On 19/01/17 12:16, Jean-Marc Vanel wrote:
Yes Andy, the look ahead parser is definitely for a different method,
usable by applications as a fallback to be used in exception catching; for
durably incorrect sources like dbPedia.

About read RDF/XML , I guess tolerant reading is not difficult ?

:-)

errors happen at different level: you had a token-level error (bad prefix name) which needs skipping to some recovery point. Other kinds of errors can be handled as addition grammar rules, these give nice error messages.

For RDF/XML, Jena uses a standard XML parser then has a grammar for RDF over that.

If the XML is broken, we are entirely dependent on the XML parser (Apache Xerces, not the forked on in the JDK). XML parsers tend to be written to be careful and correct, not recovery (think business process documents - any error is a problem). If a tag is wrong, they don't recover.

Errors in the RDF rules over parsed XML are done - they tend to be "warning".

Is it "not difficult?" Well, do you want to write an XML parser? :-) its a fairly simple language - it's dealing with the details of character sets, entities, and providing the standard API.

Jena uses SAX for streaming - recovering from tag errors is hard in SAX - e.g. the parse has seen the start <tag> ... then finds a mismatch with </othertag>. But the API is based on pairing start-finish tag.


Aside, you can ask for a different format and hope that's not broken - I thought that DBpedia parsed all their files for correctness these days but it seems they don't.

Unicode x2013 is en-dash - the Turtle grammar goes back to XML's NameChar production which is what derived SPARQL and Turtle.
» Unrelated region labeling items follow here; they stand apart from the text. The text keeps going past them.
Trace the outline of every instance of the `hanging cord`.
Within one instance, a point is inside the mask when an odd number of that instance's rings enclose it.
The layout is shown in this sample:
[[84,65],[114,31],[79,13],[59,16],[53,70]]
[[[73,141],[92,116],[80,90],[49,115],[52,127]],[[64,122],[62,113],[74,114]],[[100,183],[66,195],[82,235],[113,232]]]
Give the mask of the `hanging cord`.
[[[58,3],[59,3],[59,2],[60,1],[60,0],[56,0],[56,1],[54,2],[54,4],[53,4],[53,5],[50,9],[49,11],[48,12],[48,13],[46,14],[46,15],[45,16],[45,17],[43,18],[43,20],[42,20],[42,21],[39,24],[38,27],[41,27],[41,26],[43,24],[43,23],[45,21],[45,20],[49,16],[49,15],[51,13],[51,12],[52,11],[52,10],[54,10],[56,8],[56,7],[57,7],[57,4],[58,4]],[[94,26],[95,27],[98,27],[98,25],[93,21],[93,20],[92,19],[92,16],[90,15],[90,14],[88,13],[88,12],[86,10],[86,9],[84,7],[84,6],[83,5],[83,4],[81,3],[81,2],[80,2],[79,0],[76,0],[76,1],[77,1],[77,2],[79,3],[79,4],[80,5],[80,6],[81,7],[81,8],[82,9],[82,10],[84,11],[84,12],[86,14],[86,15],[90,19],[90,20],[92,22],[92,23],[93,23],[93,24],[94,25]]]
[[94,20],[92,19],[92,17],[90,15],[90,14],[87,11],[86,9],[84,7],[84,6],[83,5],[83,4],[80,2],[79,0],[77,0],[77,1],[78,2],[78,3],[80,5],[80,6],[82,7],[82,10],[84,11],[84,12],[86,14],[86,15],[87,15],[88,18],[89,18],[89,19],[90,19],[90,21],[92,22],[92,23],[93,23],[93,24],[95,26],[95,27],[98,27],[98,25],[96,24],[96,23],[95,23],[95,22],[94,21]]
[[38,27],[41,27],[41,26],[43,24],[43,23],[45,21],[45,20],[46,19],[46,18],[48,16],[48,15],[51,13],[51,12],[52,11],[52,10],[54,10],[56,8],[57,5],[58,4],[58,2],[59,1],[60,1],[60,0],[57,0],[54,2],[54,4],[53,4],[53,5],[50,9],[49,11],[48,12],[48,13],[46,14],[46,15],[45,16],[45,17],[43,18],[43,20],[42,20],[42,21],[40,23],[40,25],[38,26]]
IIRC its because is looks like a plain dash hence XML security worries.

        Andy




2017-01-19 13:10 GMT+01:00 Andy Seaborne <[email protected]>:



On 19/01/17 11:47, Jean-Marc Vanel wrote:

FIX typo

2017-01-19 12:45 GMT+01:00 Jean-Marc Vanel <[email protected]>:

There is, however, a possible improvement in Jena parser.
It could skip over the faulty triple, and output a non empty graph with
the correct ones.

Since it should also report the faulty input, I guess this would be in
another new method.

I guess also that writing a fault tolerant parser is not easy ...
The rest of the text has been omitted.